Anyway, enough history. Many elected politicians unfairly expelled from their party would just hide out in their office until their term was up. 

But not Brodie. Supported by Armstrong and Kealy, she has just introduced a timely private member’s bill, the Tax Relief and Tariff Defence Act. It’s a much-need counterpoint to Premier Eby’s Bill 7, which would leave BC’s high taxes untouched while neutering the legislature and centralizing almost all power in the cabinet.

Brodie’s bill provides comprehensive tax relief for a year, which can be extended for another two years by decision of the cabinet. The personal income tax on taxable income below $100,000 will be reduced by 50%, while the rates on taxable income above $100,000 will be reduced by 25%... (the bill’s wording on these points is not quite clear but can easily be corrected in committee if the bill gets that far.)  Moreover, the corporate income tax will be reduced by 25% across the board.

These reductions would restore the tax advantage that BC used to have but that was lost under years of NDP government. They remind me of the 'Alberta Advantage' of low personal and corporate tax rates that Alberta also once enjoyed, but that was frittered away by feckless politicians.  These new tax rates will help to reverse the out-migration from BC of professional people and skilled labour. They will also attract new investment into the province, exactly what is needed in a time of economic uncertainty caused by the threat of protective tariffs at the American border.

Going further to invigorate the business climate, the bill also empowers the cabinet “to eliminate procedural obstacles to the development of natural resources, building of public infrastructure, or economic advancement” — in other words, to cut through the thicket of government regulation that stifles business investment in BC, as well as in other provinces. These regulations were mostly made by cabinet pursuant to provincial legislation, so they can be rescinded or modified by cabinet with the authorization of Brodie’s bill.

More adventurously, the bill authorizes the cabinet to “affect or limit” Aboriginal or treaty rights if there are “significant economic, social, and other benefits of timely and affordable development of natural resources, building of public infrastructure, and economic advancement for all Indigenous and non-Indigenous British Columbians.” 

This new power may prove to have little effect, for attempts to exercise it are sure to be met by a tsunami of litigation. However, it signals a welcome turn-around from the Eby government’s record of giving indigenous organizations jurisdiction over large tracts of provincial public land.

Most private member’s bills are never approved by the legislature; maybe that will be the fate of Brodie’s bill, as the NDP and Greens together control a majority of votes. 

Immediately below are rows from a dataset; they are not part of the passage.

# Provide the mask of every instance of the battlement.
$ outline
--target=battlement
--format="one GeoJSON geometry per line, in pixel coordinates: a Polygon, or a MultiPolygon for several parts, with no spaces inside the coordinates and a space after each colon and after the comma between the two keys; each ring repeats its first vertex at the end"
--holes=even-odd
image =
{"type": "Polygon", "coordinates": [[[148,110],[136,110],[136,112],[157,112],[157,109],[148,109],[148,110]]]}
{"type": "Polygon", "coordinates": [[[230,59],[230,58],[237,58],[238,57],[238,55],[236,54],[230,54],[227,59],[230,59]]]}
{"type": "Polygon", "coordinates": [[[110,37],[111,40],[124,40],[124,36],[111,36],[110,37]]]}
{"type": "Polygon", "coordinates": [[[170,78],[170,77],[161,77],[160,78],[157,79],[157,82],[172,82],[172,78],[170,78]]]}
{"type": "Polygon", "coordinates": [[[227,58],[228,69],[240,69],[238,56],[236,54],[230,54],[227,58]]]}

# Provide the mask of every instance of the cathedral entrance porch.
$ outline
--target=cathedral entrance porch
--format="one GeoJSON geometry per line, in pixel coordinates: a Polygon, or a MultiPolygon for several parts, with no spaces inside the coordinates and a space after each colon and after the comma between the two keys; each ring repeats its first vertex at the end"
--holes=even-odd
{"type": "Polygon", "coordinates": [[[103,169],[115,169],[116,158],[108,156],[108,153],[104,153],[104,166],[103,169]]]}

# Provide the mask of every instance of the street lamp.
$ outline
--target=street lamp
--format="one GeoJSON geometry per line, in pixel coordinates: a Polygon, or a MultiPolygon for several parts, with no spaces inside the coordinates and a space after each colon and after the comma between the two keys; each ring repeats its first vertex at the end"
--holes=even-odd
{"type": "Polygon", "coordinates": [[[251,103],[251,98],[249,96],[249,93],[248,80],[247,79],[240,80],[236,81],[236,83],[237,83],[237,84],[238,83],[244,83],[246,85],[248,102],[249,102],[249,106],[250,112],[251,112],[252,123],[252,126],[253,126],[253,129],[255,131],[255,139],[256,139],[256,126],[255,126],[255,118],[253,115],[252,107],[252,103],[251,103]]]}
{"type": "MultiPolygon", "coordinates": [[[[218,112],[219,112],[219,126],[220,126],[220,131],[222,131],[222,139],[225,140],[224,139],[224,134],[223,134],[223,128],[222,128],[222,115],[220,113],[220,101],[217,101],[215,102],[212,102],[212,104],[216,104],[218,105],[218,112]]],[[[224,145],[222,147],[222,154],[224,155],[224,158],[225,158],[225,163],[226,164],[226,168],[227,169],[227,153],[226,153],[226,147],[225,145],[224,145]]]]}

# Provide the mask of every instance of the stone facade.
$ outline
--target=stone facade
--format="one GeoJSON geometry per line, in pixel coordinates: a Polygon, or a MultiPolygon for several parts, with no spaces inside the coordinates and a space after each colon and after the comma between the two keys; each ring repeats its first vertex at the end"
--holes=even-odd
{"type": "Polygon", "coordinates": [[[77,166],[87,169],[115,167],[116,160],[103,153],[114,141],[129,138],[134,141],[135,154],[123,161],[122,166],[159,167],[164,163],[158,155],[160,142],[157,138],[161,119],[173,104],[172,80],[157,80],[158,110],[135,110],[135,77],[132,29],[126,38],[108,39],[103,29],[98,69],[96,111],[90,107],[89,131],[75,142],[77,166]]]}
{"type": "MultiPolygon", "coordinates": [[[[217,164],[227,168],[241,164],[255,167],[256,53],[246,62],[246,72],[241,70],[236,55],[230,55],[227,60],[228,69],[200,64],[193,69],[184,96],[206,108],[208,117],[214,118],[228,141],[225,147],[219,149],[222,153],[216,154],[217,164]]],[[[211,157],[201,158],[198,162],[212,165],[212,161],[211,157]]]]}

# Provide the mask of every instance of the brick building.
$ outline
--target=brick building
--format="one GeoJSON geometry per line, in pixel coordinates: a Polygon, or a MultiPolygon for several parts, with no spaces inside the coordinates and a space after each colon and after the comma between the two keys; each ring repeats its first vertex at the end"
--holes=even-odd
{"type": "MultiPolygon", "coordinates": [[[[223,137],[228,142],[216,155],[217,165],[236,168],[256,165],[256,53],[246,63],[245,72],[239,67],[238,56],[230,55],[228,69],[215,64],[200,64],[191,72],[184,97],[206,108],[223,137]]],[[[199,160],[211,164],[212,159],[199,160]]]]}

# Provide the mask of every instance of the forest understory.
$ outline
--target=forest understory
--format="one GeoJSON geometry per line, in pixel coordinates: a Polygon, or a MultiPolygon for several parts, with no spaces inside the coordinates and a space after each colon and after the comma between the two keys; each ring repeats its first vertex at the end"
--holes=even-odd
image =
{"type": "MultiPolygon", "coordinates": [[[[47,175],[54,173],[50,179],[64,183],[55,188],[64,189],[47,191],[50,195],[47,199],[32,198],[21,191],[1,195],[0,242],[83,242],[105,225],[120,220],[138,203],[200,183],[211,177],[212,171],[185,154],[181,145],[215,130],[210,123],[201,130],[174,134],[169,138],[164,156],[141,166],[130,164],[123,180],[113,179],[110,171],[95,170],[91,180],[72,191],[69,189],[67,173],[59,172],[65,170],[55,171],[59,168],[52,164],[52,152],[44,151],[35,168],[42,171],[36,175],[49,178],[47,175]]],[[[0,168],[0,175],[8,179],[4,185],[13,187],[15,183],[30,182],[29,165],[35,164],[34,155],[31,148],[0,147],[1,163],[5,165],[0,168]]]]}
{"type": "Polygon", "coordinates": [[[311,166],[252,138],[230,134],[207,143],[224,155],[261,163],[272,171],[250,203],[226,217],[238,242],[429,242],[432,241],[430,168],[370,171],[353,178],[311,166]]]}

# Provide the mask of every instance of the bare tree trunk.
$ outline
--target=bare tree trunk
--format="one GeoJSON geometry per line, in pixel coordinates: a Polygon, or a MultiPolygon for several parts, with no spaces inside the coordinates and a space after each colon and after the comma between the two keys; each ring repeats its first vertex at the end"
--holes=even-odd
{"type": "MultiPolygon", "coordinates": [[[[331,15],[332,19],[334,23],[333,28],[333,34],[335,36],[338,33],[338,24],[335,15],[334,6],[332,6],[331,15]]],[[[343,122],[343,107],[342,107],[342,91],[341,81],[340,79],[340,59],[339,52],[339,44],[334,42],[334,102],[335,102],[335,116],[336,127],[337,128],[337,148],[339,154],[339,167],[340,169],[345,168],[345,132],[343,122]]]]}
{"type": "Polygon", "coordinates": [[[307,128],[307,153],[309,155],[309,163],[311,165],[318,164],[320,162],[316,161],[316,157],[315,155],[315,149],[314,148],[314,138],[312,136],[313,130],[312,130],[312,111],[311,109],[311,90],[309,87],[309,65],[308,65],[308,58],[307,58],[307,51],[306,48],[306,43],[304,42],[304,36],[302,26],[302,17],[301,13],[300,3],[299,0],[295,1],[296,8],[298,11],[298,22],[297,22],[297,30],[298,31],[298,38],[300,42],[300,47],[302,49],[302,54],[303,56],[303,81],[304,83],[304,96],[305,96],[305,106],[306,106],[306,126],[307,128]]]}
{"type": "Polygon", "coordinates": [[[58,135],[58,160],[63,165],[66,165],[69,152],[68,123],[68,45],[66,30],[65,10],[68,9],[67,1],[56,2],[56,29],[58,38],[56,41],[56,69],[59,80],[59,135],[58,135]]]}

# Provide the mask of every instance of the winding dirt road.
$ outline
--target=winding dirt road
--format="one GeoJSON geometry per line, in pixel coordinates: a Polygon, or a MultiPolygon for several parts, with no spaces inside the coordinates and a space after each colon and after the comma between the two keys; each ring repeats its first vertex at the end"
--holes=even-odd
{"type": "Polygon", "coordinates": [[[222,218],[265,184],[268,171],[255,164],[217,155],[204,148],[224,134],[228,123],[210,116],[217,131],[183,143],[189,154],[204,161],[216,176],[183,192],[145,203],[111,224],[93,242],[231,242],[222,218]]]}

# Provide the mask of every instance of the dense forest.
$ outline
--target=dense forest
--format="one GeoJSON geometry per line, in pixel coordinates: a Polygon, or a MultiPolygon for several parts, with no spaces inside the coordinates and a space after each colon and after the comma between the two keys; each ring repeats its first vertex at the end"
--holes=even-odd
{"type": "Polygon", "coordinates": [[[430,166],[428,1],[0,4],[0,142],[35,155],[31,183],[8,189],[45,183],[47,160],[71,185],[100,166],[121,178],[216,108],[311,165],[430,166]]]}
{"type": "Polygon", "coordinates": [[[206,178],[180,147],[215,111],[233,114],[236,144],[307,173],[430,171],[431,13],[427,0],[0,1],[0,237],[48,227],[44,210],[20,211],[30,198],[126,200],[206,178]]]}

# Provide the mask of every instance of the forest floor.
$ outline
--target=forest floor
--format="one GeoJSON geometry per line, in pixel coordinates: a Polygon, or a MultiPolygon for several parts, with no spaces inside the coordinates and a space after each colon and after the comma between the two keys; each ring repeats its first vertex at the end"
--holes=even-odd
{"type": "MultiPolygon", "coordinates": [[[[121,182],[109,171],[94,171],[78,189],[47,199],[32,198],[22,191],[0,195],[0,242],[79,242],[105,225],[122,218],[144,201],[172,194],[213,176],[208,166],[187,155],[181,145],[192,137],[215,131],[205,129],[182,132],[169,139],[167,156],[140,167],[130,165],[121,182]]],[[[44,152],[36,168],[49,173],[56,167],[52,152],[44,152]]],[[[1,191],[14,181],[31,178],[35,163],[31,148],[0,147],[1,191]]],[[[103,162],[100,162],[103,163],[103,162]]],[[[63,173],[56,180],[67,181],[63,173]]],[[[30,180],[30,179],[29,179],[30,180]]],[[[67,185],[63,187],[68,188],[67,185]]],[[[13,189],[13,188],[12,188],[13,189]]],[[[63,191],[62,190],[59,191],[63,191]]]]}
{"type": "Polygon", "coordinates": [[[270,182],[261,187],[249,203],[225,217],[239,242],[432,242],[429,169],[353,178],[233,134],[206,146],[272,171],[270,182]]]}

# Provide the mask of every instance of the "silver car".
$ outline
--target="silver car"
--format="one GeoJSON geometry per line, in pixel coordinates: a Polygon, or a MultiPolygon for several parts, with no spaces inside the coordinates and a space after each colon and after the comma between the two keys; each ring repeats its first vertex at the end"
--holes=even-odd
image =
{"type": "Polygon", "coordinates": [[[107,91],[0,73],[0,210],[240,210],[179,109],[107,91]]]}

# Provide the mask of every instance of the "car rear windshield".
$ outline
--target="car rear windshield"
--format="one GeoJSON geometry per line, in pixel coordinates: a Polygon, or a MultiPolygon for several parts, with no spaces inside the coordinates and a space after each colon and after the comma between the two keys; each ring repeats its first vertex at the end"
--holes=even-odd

But it would be a huge step forward if the Conservatives would support the bill, perhaps offering amendments to improve it. To keep the NDP government from running wild under Premier Eby’s Bill 7, the free-enterprise forces in BC need to leave past quarrels aside and  get their s**t together, not only to oppose the NDP but to offer the voters constructive alternatives.

Tom Flanagan is professor emeritus of political science at the University of Calgary.